I would suggest that a more benign view of people wanting to touch an Afro style of hair simply results mainly from ineptitude and bad manners. They don’t know how to act with restraint, they see something they haven’t seen before and they want to make it more personal. They are, in fact, probably trying to show their approval of differences, even if they are going about it in all the wrong ways. Many white people just don’t know how to act around blacks. They haven’t been in many social situations and they have been told, through a variety of means, that black people don’t really want them around. Plus, I would submit that we have a general case of social ineptitude in our society around public behavior.

And, please, keep this in mind: while whites clearly have benefited in many ways by their position in American society, none of them alive today ever owned slaves. It is not right to look at every white American as part of, and a supporter of, an evil system of oppression. Sure, attitudes are handed down generation to generation, but attitudes are also changing.

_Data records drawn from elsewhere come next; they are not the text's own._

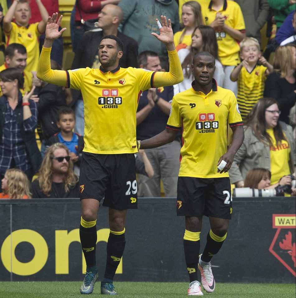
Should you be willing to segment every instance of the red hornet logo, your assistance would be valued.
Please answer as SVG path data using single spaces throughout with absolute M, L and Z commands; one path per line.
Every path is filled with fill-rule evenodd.
M 177 201 L 177 208 L 179 209 L 181 207 L 182 207 L 182 201 Z
M 124 85 L 125 83 L 125 80 L 124 79 L 124 78 L 123 79 L 120 79 L 118 80 L 118 82 L 120 84 L 121 84 L 121 85 Z
M 79 188 L 79 191 L 80 191 L 80 193 L 82 194 L 82 192 L 84 190 L 84 185 L 82 184 L 82 185 L 80 186 L 80 187 Z
M 287 252 L 294 262 L 294 267 L 296 267 L 296 243 L 294 242 L 292 245 L 292 233 L 291 232 L 288 232 L 285 237 L 285 239 L 283 239 L 282 242 L 280 242 L 280 247 L 282 249 L 288 251 Z
M 272 227 L 277 229 L 268 250 L 295 277 L 296 214 L 273 214 Z M 284 229 L 290 231 L 285 232 Z

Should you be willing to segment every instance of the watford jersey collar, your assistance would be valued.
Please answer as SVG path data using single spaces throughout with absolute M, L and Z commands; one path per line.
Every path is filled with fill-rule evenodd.
M 210 4 L 209 5 L 209 9 L 212 9 L 212 6 L 213 5 L 213 1 L 210 1 Z M 224 0 L 224 4 L 223 4 L 223 10 L 226 10 L 227 7 L 227 2 L 226 0 Z M 214 91 L 214 90 L 213 90 Z
M 118 71 L 120 69 L 120 66 L 118 65 L 118 66 L 115 69 L 113 69 L 113 70 L 110 71 L 111 72 L 113 73 L 115 73 L 116 71 Z M 109 72 L 107 70 L 106 70 L 105 69 L 104 69 L 104 68 L 102 67 L 102 66 L 101 65 L 100 66 L 100 70 L 102 72 L 104 73 L 106 73 L 106 72 Z
M 218 90 L 218 85 L 217 85 L 217 82 L 216 82 L 216 80 L 214 79 L 212 79 L 212 82 L 213 84 L 213 87 L 212 89 L 212 91 L 217 91 Z M 194 86 L 195 85 L 195 81 L 193 81 L 191 83 L 191 86 L 193 88 L 193 90 L 194 90 L 194 88 L 193 88 L 193 86 Z

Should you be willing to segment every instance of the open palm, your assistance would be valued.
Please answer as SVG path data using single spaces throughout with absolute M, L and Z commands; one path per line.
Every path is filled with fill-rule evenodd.
M 66 29 L 66 28 L 63 28 L 60 31 L 59 31 L 59 28 L 62 18 L 63 16 L 62 15 L 58 18 L 57 12 L 53 14 L 52 16 L 48 18 L 45 30 L 45 38 L 54 40 L 62 35 Z
M 160 41 L 164 44 L 169 44 L 174 42 L 174 34 L 171 29 L 171 20 L 169 19 L 167 21 L 165 16 L 160 17 L 161 23 L 162 27 L 159 29 L 159 34 L 154 32 L 151 34 L 155 36 Z

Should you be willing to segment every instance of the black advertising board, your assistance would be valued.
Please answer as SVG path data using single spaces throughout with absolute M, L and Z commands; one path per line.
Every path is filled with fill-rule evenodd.
M 175 198 L 140 198 L 138 209 L 128 211 L 115 280 L 188 281 L 185 219 L 176 216 L 176 206 Z M 233 210 L 225 242 L 212 260 L 216 281 L 294 282 L 295 198 L 235 198 Z M 82 280 L 81 216 L 79 199 L 0 200 L 0 280 Z M 100 279 L 109 233 L 106 207 L 100 209 L 96 227 Z M 204 217 L 201 253 L 209 229 Z

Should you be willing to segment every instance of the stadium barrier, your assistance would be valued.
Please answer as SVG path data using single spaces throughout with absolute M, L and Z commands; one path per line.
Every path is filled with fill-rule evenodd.
M 82 280 L 80 204 L 78 199 L 0 200 L 0 280 Z M 138 209 L 128 211 L 116 280 L 188 281 L 185 220 L 176 209 L 175 198 L 139 198 Z M 295 197 L 237 198 L 233 210 L 225 242 L 212 260 L 216 282 L 294 283 Z M 109 233 L 107 208 L 100 209 L 97 229 L 100 279 Z M 201 250 L 209 229 L 204 218 Z

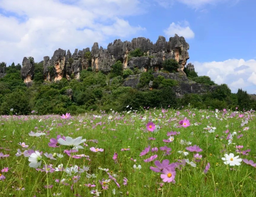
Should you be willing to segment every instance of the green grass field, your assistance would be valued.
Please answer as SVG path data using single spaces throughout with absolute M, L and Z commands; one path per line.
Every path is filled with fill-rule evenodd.
M 225 153 L 233 153 L 239 158 L 256 163 L 254 111 L 151 109 L 140 113 L 113 112 L 98 114 L 99 117 L 83 115 L 68 119 L 33 114 L 0 116 L 1 196 L 256 196 L 255 167 L 243 161 L 238 162 L 239 165 L 227 165 L 221 158 Z M 190 125 L 184 127 L 179 123 L 186 119 Z M 148 131 L 146 125 L 150 122 L 154 123 L 153 127 L 159 126 L 159 130 L 156 128 L 154 132 Z M 241 126 L 242 122 L 245 124 Z M 207 126 L 216 129 L 210 131 L 206 129 Z M 31 131 L 43 135 L 30 136 Z M 167 136 L 171 131 L 176 131 L 176 134 L 171 132 Z M 170 142 L 167 140 L 171 135 L 174 135 L 174 139 Z M 70 152 L 66 150 L 72 145 L 50 147 L 50 139 L 56 139 L 57 135 L 73 139 L 81 137 L 87 140 L 79 144 L 84 149 Z M 181 144 L 182 140 L 191 144 Z M 25 144 L 19 145 L 20 142 Z M 198 162 L 194 157 L 197 153 L 186 149 L 195 145 L 202 150 L 198 152 L 202 155 Z M 149 152 L 140 156 L 149 146 Z M 161 150 L 165 146 L 171 149 L 168 155 Z M 95 151 L 93 151 L 92 147 Z M 17 154 L 18 149 L 23 155 Z M 36 151 L 42 153 L 36 156 L 34 164 L 42 163 L 36 168 L 29 167 L 29 159 L 35 158 L 32 153 Z M 186 152 L 188 154 L 185 156 Z M 48 158 L 46 153 L 53 156 Z M 117 157 L 114 160 L 115 153 Z M 59 153 L 63 157 L 57 157 Z M 157 157 L 152 161 L 144 161 L 155 155 Z M 155 161 L 162 163 L 165 159 L 175 164 L 174 181 L 164 182 L 160 175 L 163 171 L 156 172 L 150 168 L 156 167 Z M 206 173 L 208 163 L 210 167 Z M 55 170 L 61 164 L 63 170 Z M 174 174 L 167 176 L 173 178 Z M 88 186 L 89 184 L 95 186 Z

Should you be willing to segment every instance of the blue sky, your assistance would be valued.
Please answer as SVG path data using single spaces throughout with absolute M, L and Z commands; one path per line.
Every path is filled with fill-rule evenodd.
M 0 0 L 0 61 L 175 33 L 200 75 L 256 94 L 254 0 Z

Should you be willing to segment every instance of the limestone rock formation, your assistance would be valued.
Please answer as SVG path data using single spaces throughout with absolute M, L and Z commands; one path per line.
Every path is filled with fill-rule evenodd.
M 31 83 L 34 78 L 34 58 L 31 57 L 28 58 L 25 57 L 23 59 L 20 72 L 24 83 L 27 84 Z
M 190 71 L 195 71 L 195 66 L 194 64 L 192 64 L 191 63 L 189 63 L 186 66 L 186 67 L 187 69 Z
M 0 78 L 2 78 L 6 74 L 6 63 L 2 62 L 0 65 Z

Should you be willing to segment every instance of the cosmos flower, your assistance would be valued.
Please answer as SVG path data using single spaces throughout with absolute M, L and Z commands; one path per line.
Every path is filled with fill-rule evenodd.
M 42 157 L 39 152 L 36 151 L 31 154 L 28 158 L 28 161 L 30 162 L 29 164 L 29 167 L 37 168 L 42 163 Z
M 66 137 L 65 140 L 64 140 L 62 138 L 59 138 L 58 139 L 58 142 L 59 144 L 68 146 L 71 149 L 76 148 L 83 149 L 83 147 L 79 144 L 86 141 L 86 139 L 84 139 L 82 140 L 81 137 L 78 137 L 75 139 L 73 139 L 72 137 L 68 136 Z
M 225 153 L 224 155 L 225 157 L 221 158 L 221 159 L 225 161 L 223 162 L 224 164 L 230 165 L 241 165 L 240 162 L 242 161 L 242 159 L 238 158 L 239 156 L 234 157 L 233 153 L 230 153 L 229 155 Z

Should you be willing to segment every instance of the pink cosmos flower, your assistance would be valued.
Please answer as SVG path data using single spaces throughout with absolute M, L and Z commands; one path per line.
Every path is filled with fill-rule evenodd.
M 127 185 L 128 179 L 127 179 L 127 178 L 126 177 L 124 177 L 124 179 L 123 179 L 123 180 L 124 181 L 124 182 L 123 183 L 123 185 Z
M 69 119 L 69 118 L 71 118 L 71 116 L 70 116 L 70 114 L 68 113 L 66 113 L 66 115 L 64 115 L 64 114 L 62 114 L 62 115 L 60 117 L 62 118 L 63 119 Z
M 254 163 L 252 160 L 249 160 L 248 161 L 248 159 L 243 159 L 242 160 L 246 164 L 248 164 L 249 165 L 251 165 L 253 167 L 256 166 L 256 163 Z
M 186 147 L 186 149 L 190 152 L 201 152 L 203 150 L 200 148 L 199 146 L 194 145 L 193 146 L 190 146 L 189 147 Z
M 150 150 L 150 146 L 148 146 L 147 147 L 145 148 L 145 149 L 144 150 L 142 151 L 140 153 L 140 156 L 141 157 L 142 156 L 143 156 L 143 155 L 145 155 L 149 152 L 149 150 Z
M 0 152 L 0 159 L 2 159 L 4 157 L 8 157 L 10 155 L 4 155 L 2 152 Z
M 159 161 L 157 160 L 155 161 L 154 163 L 156 166 L 157 167 L 151 166 L 150 168 L 151 170 L 152 170 L 154 172 L 162 172 L 164 169 L 165 169 L 167 167 L 174 168 L 175 167 L 176 165 L 175 164 L 171 163 L 169 164 L 169 162 L 170 161 L 168 159 L 165 159 L 163 161 L 161 164 Z
M 121 149 L 121 151 L 129 151 L 130 150 L 129 148 L 122 148 Z
M 152 132 L 154 131 L 156 128 L 156 125 L 152 122 L 150 122 L 147 124 L 146 127 L 148 130 Z
M 189 120 L 185 118 L 183 120 L 183 122 L 182 123 L 182 126 L 185 128 L 190 125 L 190 123 Z
M 8 172 L 9 170 L 9 168 L 8 167 L 4 167 L 4 169 L 1 171 L 1 172 Z
M 153 156 L 151 156 L 150 157 L 146 159 L 144 159 L 144 162 L 150 162 L 154 159 L 155 159 L 157 157 L 157 155 L 155 155 Z
M 163 170 L 162 172 L 163 174 L 161 174 L 160 176 L 163 182 L 170 183 L 174 181 L 176 172 L 174 168 L 171 167 L 167 167 Z
M 205 169 L 204 171 L 204 173 L 205 174 L 207 173 L 207 172 L 208 172 L 208 171 L 210 169 L 210 163 L 208 163 L 207 164 L 207 165 L 206 165 L 205 167 Z
M 27 148 L 28 147 L 28 145 L 26 145 L 26 144 L 25 144 L 25 142 L 22 142 L 22 143 L 21 143 L 21 142 L 20 142 L 18 144 L 19 145 L 20 145 L 20 146 L 22 146 L 22 148 Z
M 95 152 L 103 152 L 104 151 L 104 149 L 102 148 L 95 148 L 94 147 L 91 147 L 90 148 L 90 150 L 91 150 L 91 151 Z

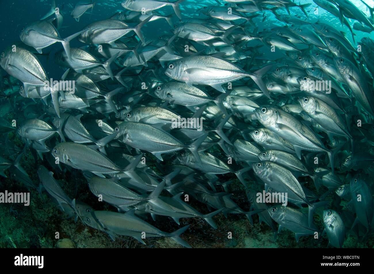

Language like “white people still feel they have a right to our bodies” paints all whites with the same brush and I am not sure the proposition can be proved or disproved. There is no need to tolerate the ignorance of someone thinking they can touch your hair, or any part of your person, without permission.

We, white and blacks in America, misunderstand each other. We have intentionally locked ourselves in separate “cultures” that can touch but never fully blend. The big trap is to believe you know, beyond all question, why other people behave the way they do and to ascribe those behaviors to race. Isn’t it enough to say that you don’t like the way certain whites, or certain blacks, tend to act? We are not required to approve of everything everyone else does, regardless of race or background. We are required to find a way to get along and anything on top of that which helps us overcome the problems generated by the thoughtless intrusions, or simple bad manners, of others would be helpful, too.